When watching anime, one should remember that
they fall loosely into two main categories: the
ultra violent, gore-drenched, pornographic variety
designed for warped sickos such as the perpetrator
of this web site and the author of this review;
and the wholesome variety designed for little
children and their parents. Hayao Miyazaki has
created six feature-length anime since 1986, all
of which fall more or less into the latter category,
and in the process he has become Japan's most
popular film-maker and won worldwide acclaim.
Earlier this year, his latest creation, SPIRITED
AWAY, won the grand prize at the Berlin Film Festival
and thereby became, I believe, the only animated
flick ever to win the top award at a major film
festival. American critics have been unanimous
in their praise of SPIRITED AWAY, but when Little
Deuteronomy and I saw it at the Mayan, I was not
overly impressed.
My favorite Miyazaki movies are MY NEIGHBOR TOTORO
(1988) and KIKI'S DELIVERY SERVICE (1989). These
films are quiet, unpretentious, leisurely paced,
magical, and completely charming. But when PRINCESS
MONONOKE came out in 1997, I sensed that something
had gone awry with Miyazaki's artistic vision.
PRINCESS MONONOKE has some wonderful moments (for
example, the scenes with the brothel women), and
I admire its moral complexity (when the animals
and gods of the primeval forest battle with the
humans who are encroaching upon their world, it's
impossible to say that one side is "good"
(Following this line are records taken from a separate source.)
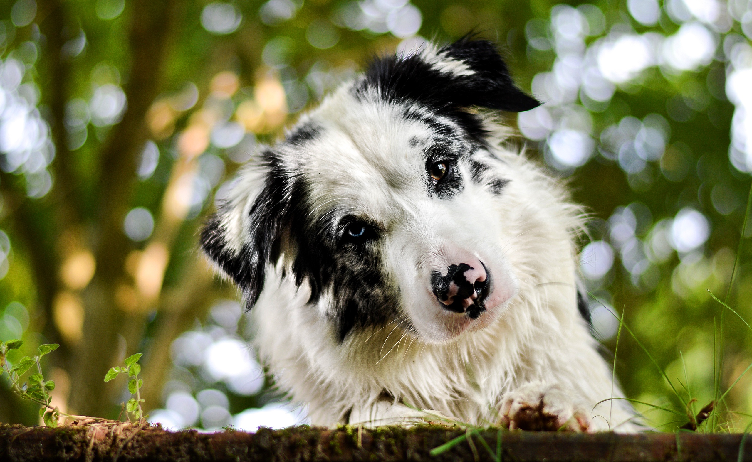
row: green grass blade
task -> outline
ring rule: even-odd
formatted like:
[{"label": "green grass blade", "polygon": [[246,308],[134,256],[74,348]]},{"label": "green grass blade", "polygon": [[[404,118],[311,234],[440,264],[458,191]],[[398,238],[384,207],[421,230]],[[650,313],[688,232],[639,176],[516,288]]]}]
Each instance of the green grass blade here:
[{"label": "green grass blade", "polygon": [[502,462],[502,436],[503,433],[499,428],[496,431],[496,462]]},{"label": "green grass blade", "polygon": [[462,442],[465,441],[465,439],[467,439],[467,437],[468,437],[468,434],[467,433],[462,433],[462,434],[459,435],[459,436],[457,436],[456,438],[450,439],[449,441],[447,441],[447,442],[444,443],[443,445],[441,445],[440,446],[437,446],[437,447],[434,448],[433,449],[431,449],[431,451],[429,451],[429,454],[431,454],[432,456],[437,456],[437,455],[438,455],[440,454],[446,452],[447,451],[449,451],[450,449],[451,449],[454,446],[457,445],[460,442]]},{"label": "green grass blade", "polygon": [[725,303],[725,302],[722,302],[722,301],[720,301],[720,300],[718,300],[718,297],[716,297],[716,296],[715,296],[714,294],[713,294],[713,292],[710,291],[710,289],[709,289],[709,288],[708,289],[708,294],[710,294],[710,296],[711,296],[711,297],[713,297],[713,298],[714,298],[714,300],[716,300],[717,302],[718,302],[718,303],[720,303],[721,305],[723,305],[723,306],[724,306],[724,307],[725,307],[725,308],[726,308],[726,310],[729,310],[729,311],[730,311],[731,313],[734,313],[735,315],[736,315],[736,316],[737,316],[737,317],[738,317],[738,319],[741,319],[741,322],[744,322],[744,325],[745,325],[745,326],[747,326],[747,329],[749,329],[750,331],[752,331],[752,326],[750,326],[750,325],[749,325],[749,323],[748,323],[748,322],[746,322],[746,321],[744,320],[744,319],[741,317],[741,315],[740,315],[739,313],[736,313],[736,312],[735,312],[735,310],[733,310],[733,309],[732,309],[732,308],[731,306],[728,306],[727,304],[726,304],[726,303]]},{"label": "green grass blade", "polygon": [[604,401],[609,401],[611,400],[623,400],[625,401],[629,401],[630,403],[639,403],[640,404],[644,404],[645,406],[650,406],[650,407],[653,407],[653,408],[655,408],[656,409],[661,409],[662,411],[666,411],[666,412],[671,412],[672,414],[676,414],[677,415],[681,415],[683,417],[686,416],[686,413],[684,413],[684,412],[680,412],[679,411],[675,411],[672,409],[669,409],[668,407],[663,407],[663,406],[658,406],[657,404],[650,404],[650,403],[645,403],[644,401],[640,401],[639,400],[632,400],[632,398],[606,398],[605,400],[601,400],[598,403],[596,403],[596,405],[593,406],[593,409],[595,409],[596,406],[598,406],[601,403],[603,403]]},{"label": "green grass blade", "polygon": [[750,430],[750,427],[752,427],[752,422],[750,422],[747,425],[747,428],[744,428],[744,434],[741,435],[741,441],[739,442],[739,455],[736,457],[736,462],[743,462],[744,460],[744,443],[747,442],[747,433]]},{"label": "green grass blade", "polygon": [[[494,459],[497,458],[496,453],[494,453],[493,451],[491,450],[491,446],[488,445],[488,443],[486,442],[486,439],[483,437],[483,435],[481,435],[480,432],[478,431],[473,433],[478,434],[478,439],[481,441],[481,444],[483,445],[483,447],[486,448],[486,451],[488,451],[488,454],[490,455],[491,457]],[[471,437],[472,436],[472,435],[471,434]]]},{"label": "green grass blade", "polygon": [[[587,293],[595,300],[598,300],[595,297],[595,295],[593,295],[592,293],[590,292]],[[604,305],[600,300],[599,300],[598,303],[601,303],[601,305],[602,305],[603,307],[605,308],[606,310],[608,310],[608,307]],[[618,317],[617,317],[616,314],[614,314],[611,310],[608,310],[608,313],[611,313],[611,316],[614,316],[614,318],[617,318],[617,319],[619,319]],[[661,369],[660,366],[658,365],[658,362],[656,361],[655,358],[653,358],[653,355],[650,355],[650,352],[647,351],[647,349],[645,348],[645,346],[642,344],[642,342],[641,342],[640,340],[637,338],[637,336],[635,335],[635,333],[632,331],[632,329],[629,328],[629,326],[627,325],[626,322],[623,323],[623,325],[624,326],[624,328],[626,329],[626,331],[629,332],[629,335],[632,336],[632,338],[635,340],[635,342],[637,342],[637,344],[640,346],[640,348],[642,349],[642,351],[645,352],[645,355],[647,355],[647,358],[650,360],[650,362],[653,363],[653,365],[656,367],[656,369],[658,370],[658,372],[660,373],[661,376],[663,376],[663,379],[666,381],[666,383],[669,384],[669,386],[671,387],[671,389],[674,391],[674,394],[676,394],[676,397],[679,398],[679,400],[681,401],[681,403],[684,404],[684,406],[686,407],[687,402],[684,401],[684,398],[683,398],[681,395],[679,394],[679,392],[676,391],[676,388],[674,386],[674,384],[671,382],[671,379],[669,379],[669,376],[666,375],[666,373],[663,372],[663,370]]]},{"label": "green grass blade", "polygon": [[[624,324],[625,309],[621,310],[621,316],[619,318],[619,330],[616,334],[616,346],[614,347],[614,368],[611,370],[611,397],[614,397],[614,384],[616,382],[616,357],[619,352],[619,340],[621,339],[621,328]],[[611,407],[608,409],[608,429],[611,430],[611,421],[614,417],[614,401],[611,402]]]},{"label": "green grass blade", "polygon": [[[681,350],[679,350],[679,355],[681,357],[681,367],[684,367],[684,380],[687,381],[687,386],[684,388],[687,388],[687,396],[689,397],[690,400],[688,402],[691,403],[692,391],[690,389],[690,376],[687,373],[687,363],[684,362],[684,354],[681,352]],[[693,409],[693,410],[694,409]]]},{"label": "green grass blade", "polygon": [[736,268],[741,261],[741,249],[744,243],[744,235],[747,234],[747,222],[749,219],[750,210],[752,210],[752,185],[750,185],[750,192],[747,197],[747,210],[744,210],[744,221],[741,225],[741,236],[739,237],[739,245],[736,250],[736,258],[734,258],[734,267],[731,270],[731,280],[729,281],[729,288],[726,290],[726,303],[729,303],[729,296],[731,295],[731,289],[734,287],[734,277],[736,276]]},{"label": "green grass blade", "polygon": [[747,367],[747,369],[744,369],[744,371],[741,373],[741,375],[736,378],[736,380],[734,381],[734,383],[731,384],[731,386],[726,388],[723,394],[720,395],[720,399],[723,400],[723,398],[725,398],[726,395],[729,394],[729,391],[731,391],[731,389],[733,388],[737,383],[738,383],[739,380],[741,380],[741,377],[744,377],[744,375],[747,372],[749,372],[750,369],[752,369],[752,364],[750,364],[750,365]]}]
and the other "evil" -- how refreshingly
different from the typical Disney movie!), but
the story is so ambitious, so grandiose, so philosophical,
so ostentatiously epic, that the viewer is likely
to feel buried alive under the weight of it all.
Gone are the gentleness, delicacy, and lovely
humor of Miyazaki's earlier films.
And now SPIRITED AWAY comes strutting onto the
screen. I won't spoil your viewing pleasure by
taking you through the plot (the way so many idiot
reviewers do); I will simply say that SPIRITED
AWAY can best be described as a Shinto version
of Disney's ALICE IN WONDERLAND, although it also
bears considerable resemblance to MY NEIGHBOR
TOTORO. But this is not the quietly engaging TOTORO;
this is TOTORO writ large, TOTORO on a gigantic
scale, TOTORO speeded up to a hyper-kinetic blur,
a great-bedizened psychedelic leviathan TOTORO.
It's hard to believe, but as I staggered out of
the theater, I had to admit that SPIRITED AWAY
is even more spectacular, awesome, prodigious,
elaborate, showy, and portentous than PRINCESS
MONONOKE. Apparently Miyazaki is one of those
artists who feel obligated to outdo themselves
with each new creation. I shudder to think what
wretched excess he'll come up with next.
So SPIRITED AWAY is not my cup of tea, but to
be fair I must report that Little Deuteronomy
loved it and told me to give it a rating of 6.
Sigh . . .Maybe I'm just an old grouch.